With the best will in the world, Teagasc could be doing the greatest work. I am not questioning that. I am trying to establish who contacts Teagasc in regard to research on this or that. Is that done by the EPA, the Department of Agriculture, Food and the Marine or the Department of Health? Is Teagasc asked to carry out research over, say, a two-year period, and to feed all of that information back to the relevant agency or Department or does Teagasc simply publish that work in a journal and hope that everyone looks at it?

Dr. Frank O'Mara

It is a bit of both, I would say.

Dr. Ewen Mullins

Exactly. We would have done funded research for the EPA, the Department of Agriculture, Food and the Marine and for the Commission through publicly funded research initiatives. The research we do feeds back into these organisations. That should inform policymakers and form policy.

Dr. Frank O'Mara

The research mentioned by Dr. Mullins in regard to the potatoes was funded by the EU. It was not funded by the regulatory part of the EU, but the science part that wanted to see what advances there had been.

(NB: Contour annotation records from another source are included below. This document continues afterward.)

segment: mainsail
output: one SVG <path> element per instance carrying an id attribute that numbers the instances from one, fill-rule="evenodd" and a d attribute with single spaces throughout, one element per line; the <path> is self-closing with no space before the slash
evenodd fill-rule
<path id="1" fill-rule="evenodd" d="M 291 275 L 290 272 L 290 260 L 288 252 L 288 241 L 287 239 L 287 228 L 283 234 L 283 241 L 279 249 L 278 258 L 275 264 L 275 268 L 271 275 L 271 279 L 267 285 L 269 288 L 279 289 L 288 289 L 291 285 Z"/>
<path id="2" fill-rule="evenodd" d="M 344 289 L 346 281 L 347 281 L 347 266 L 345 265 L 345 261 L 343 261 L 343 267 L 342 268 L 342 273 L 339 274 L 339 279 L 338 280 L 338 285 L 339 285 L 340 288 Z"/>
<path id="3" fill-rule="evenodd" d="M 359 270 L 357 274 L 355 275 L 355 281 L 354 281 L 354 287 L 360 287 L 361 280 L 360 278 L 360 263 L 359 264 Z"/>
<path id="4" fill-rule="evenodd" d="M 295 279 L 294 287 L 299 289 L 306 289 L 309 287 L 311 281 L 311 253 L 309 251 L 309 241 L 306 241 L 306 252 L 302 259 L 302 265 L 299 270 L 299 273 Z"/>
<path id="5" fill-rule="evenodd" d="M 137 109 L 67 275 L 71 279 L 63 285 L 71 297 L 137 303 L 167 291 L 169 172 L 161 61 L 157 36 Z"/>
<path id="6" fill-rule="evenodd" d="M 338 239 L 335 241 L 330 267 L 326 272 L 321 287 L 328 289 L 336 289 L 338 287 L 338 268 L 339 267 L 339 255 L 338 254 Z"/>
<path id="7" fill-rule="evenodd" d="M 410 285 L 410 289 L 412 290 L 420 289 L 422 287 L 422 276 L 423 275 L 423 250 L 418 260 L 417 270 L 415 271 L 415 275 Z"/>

Does all of the research undergo peer review in a journal and so on?

Mr. John Spink

Yes. That is its badge of quality that will cause the Commission, the European Court of Justice or whoever to take it seriously. Other than that, people would say that they do not know whether they can depend on it.

I did not get a response to my question about the soya that is travelling the world. Am I correct in saying that it can grown somewhere else and brought in?

Mr. John Spink

In Europe, we can import products from crops that we are not allowed to grow in Europe. As stated by Ms Fleming, the assessment is that it is safe to eat or to be fed to animals but there may be more of a risk from growing in a field. The conclusion they have come to is that there could be an environmental risk. Other countries have taken a different view so they will grow it.

For those who carry out the research, is there any facility whereby under licence, which is how many of these studies are done, they could take a portion of that and grow it here or in some country in Europe to prove there is or is not damage to the soil? Is Teagasc permitted to do that?

Mr. John Spink

Yes. The study described by Dr. Mullins - the potato study - was done in the field in Oakpark under licence from the EPA. There were various restrictions and regulations we had to comply with but that work was done in the field in Carlow. The idea was to look at the impact agronomically and if there was an impact on the environment, which impacts Dr. Mullins has outlined. We can do it under licence.

I do not wish to hold up the meeting. Mr. Deegan spoke about the legislation and he referenced the term "likely slow". What is meant by "likely slow" in regard to legislation? Is it three years, five years or longer for different directives in terms of this research?

Mr. Eoin Deegan

In terms of the legislative proposal that is coming in, we are likely to get a draft of that in the coming months, probably in quarter 2 of 2022, with a view to it being adopted in 2023. There was some suggestion it might happen in quarter 2 of 2023. At this point in time, we do not have a draft of what the EU is going to propose. It is very aware that there is an issue with the CRISPR-cas9 issue. We have discussed a lot of those here this evening. The roadmap sets out a potential change to the legislation at EU level.

To return to a point made earlier by the Deputy, we are bound by that legislation. It is legislation at EU level that allows for the importation of GM feed if it passes the authorisation standards and at the same time allows member states to take a stance that they do not wish to cultivate genetically modified crops on an opt-out basis. In terms of a timeframe for legislative change, the Commission has indicated it hopes something will be adopted in 2023.

I understand the EPA and the Departments of Agriculture, Food and the Marine and Health are involved. In regard to this issue, should we not have one body that would have all the expertise within it? My fear is that there would be a going over back from one to the other and that that would delay processes. Is there any fear of that?

Mr. Eoin Deegan

I do not think so. There is an inter-agency group that meets. There is the issue that there are different responsibilities assigned to different Departments. There is expertise within the EPA on the GMO front and, depending on the particular issue, in regard to food, health issues and the cultivation of crops and its potential impact on the environment. There are structures in place to make sure that Departments are aware of the developments on different fronts across different GM techniques and in different GM areas. I certainly would not have a fear on that front.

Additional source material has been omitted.